Marzano signed with Brisbane Roar for the 2015–16 W-League season. She made 11 appearances and scored two goals helping the club finish fourth during the regular season with a record and advance to the playoffs. During the semifinal match where they faced regular-season winners Melbourne City, Brisbane was defeated 5–4 during a penalty kick shootout after regular and overtime yielded no goals for either side.

In September 2016, it was speculated Marzano would join Western Sydney Wanderers for the 2016–17 W-League season, having relocated to Sydney. However, in November 2016, Sydney FC officially announced that Marzano had joined the Sky Blues.

In October 2017, it was confirmed that Sydney FC had not re-signed Marzano for the 2017–18 W-League season.

In March 2021, Melbourne Victory signed Marzano as an injury replacement player to replace Natalie Tathem who suffered a season-ending knee injury.

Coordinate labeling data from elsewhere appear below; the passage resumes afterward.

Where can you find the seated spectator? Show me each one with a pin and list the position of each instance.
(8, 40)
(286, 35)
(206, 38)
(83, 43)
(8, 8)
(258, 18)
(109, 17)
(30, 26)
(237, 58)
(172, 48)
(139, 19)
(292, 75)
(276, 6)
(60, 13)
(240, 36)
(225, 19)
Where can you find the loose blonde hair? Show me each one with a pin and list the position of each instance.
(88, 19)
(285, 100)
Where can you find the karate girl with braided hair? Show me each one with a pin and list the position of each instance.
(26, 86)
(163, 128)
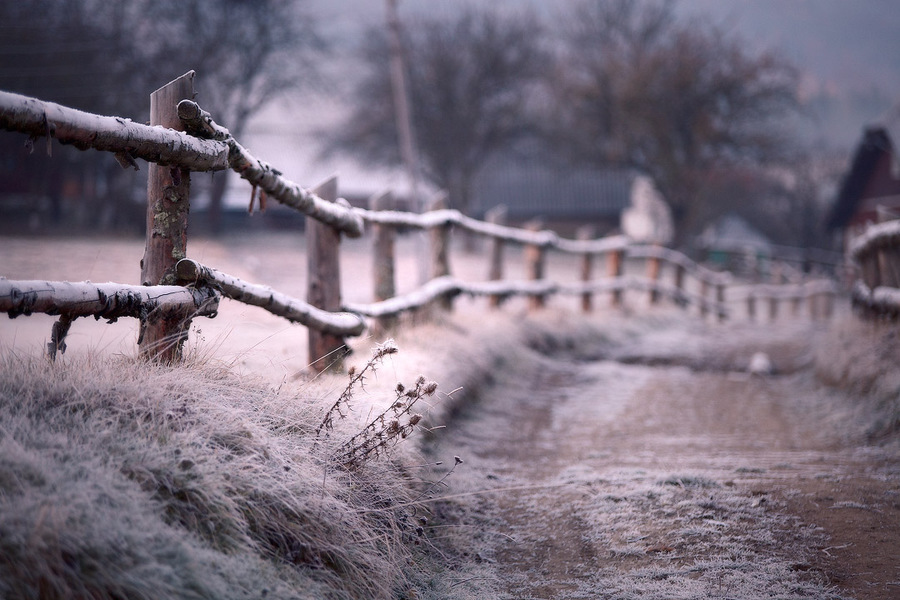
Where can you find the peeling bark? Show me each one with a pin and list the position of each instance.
(279, 304)
(126, 139)
(104, 300)
(270, 180)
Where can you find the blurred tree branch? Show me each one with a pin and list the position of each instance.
(470, 83)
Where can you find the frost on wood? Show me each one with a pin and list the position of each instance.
(259, 173)
(275, 302)
(876, 237)
(449, 286)
(104, 300)
(884, 301)
(126, 139)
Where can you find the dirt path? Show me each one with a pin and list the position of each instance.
(683, 479)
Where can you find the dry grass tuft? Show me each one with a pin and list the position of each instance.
(125, 480)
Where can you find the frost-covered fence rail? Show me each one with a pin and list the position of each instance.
(177, 288)
(877, 252)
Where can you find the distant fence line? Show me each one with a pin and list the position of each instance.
(177, 288)
(877, 251)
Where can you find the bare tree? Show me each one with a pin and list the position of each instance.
(636, 87)
(470, 83)
(106, 56)
(248, 54)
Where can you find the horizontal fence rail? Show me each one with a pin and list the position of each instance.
(207, 146)
(877, 251)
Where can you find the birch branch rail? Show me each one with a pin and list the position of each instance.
(876, 237)
(881, 300)
(128, 140)
(450, 286)
(261, 174)
(794, 291)
(677, 258)
(275, 302)
(104, 300)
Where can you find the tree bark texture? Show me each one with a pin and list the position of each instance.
(267, 178)
(383, 257)
(439, 244)
(121, 136)
(496, 216)
(282, 305)
(587, 259)
(168, 205)
(326, 350)
(534, 266)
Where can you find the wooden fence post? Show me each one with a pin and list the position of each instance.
(534, 264)
(496, 216)
(168, 205)
(653, 276)
(614, 268)
(720, 301)
(383, 256)
(680, 297)
(440, 249)
(704, 295)
(326, 351)
(586, 232)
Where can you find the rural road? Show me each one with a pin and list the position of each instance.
(653, 466)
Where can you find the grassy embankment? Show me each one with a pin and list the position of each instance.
(123, 480)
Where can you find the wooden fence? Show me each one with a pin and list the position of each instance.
(877, 252)
(182, 138)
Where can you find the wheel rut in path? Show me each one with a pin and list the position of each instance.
(633, 481)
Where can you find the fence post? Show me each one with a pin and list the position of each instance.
(496, 216)
(720, 301)
(586, 232)
(704, 295)
(383, 256)
(614, 265)
(326, 351)
(681, 298)
(653, 275)
(440, 249)
(534, 264)
(168, 205)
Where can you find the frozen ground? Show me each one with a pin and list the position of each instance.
(650, 465)
(609, 457)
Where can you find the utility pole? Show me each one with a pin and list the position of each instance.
(403, 117)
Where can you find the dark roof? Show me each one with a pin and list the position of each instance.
(530, 189)
(874, 143)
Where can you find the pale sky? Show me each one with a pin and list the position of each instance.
(847, 50)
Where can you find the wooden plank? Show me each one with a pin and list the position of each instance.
(105, 300)
(585, 233)
(168, 205)
(534, 265)
(326, 350)
(277, 303)
(614, 262)
(262, 175)
(383, 255)
(496, 216)
(123, 137)
(439, 245)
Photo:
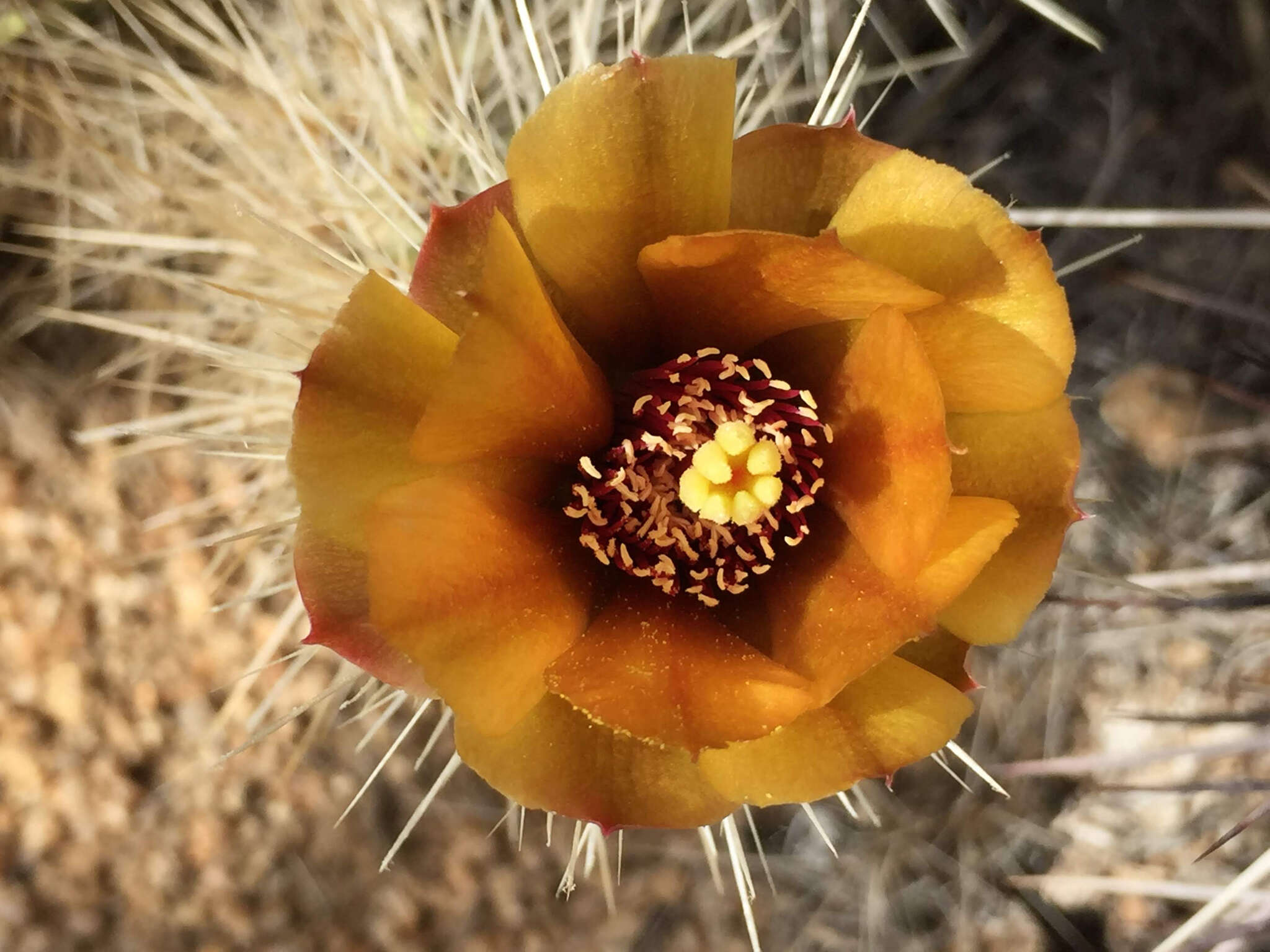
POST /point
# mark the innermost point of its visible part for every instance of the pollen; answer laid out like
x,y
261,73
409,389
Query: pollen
x,y
733,477
714,464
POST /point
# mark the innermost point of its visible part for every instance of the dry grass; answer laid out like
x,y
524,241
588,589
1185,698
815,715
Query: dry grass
x,y
205,182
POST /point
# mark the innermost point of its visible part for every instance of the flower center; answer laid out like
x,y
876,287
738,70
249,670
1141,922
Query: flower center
x,y
714,464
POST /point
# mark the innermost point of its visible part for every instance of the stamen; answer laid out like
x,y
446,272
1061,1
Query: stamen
x,y
711,464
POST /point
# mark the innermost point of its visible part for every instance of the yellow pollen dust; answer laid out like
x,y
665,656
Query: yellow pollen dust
x,y
733,477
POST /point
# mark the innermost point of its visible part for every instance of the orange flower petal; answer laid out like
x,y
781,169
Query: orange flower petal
x,y
1029,459
558,759
618,157
332,579
477,588
814,353
943,654
964,541
793,178
833,615
448,268
518,385
930,224
997,603
733,289
887,719
360,398
887,470
667,671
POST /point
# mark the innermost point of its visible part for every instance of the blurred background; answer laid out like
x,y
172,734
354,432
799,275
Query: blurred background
x,y
186,190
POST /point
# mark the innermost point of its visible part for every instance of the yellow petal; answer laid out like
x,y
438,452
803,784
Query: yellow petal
x,y
448,268
668,672
887,470
930,224
1029,459
360,399
332,579
833,615
479,589
812,355
997,603
887,719
966,540
943,654
793,178
733,289
618,157
557,759
518,385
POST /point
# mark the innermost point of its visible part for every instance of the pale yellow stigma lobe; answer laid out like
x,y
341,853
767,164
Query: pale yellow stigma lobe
x,y
733,477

== Professional Footballers Australia ==
In May 2016, Marzano was appointed to the Executive Committee of Professional Footballers Australia. PFA Chairman Craig Foster said of her appointment, "Nigel, Kim and Gabe are outstanding people and leaders and we are delighted that they have accepted the offer to join the Executive. Many of Australian football’s most respected figures such as Tim Cahill, Alex Tobin and Kathryn Gill have served on the Executive Committee and I have no doubt that they will build on the proud legacy of those that have come before them."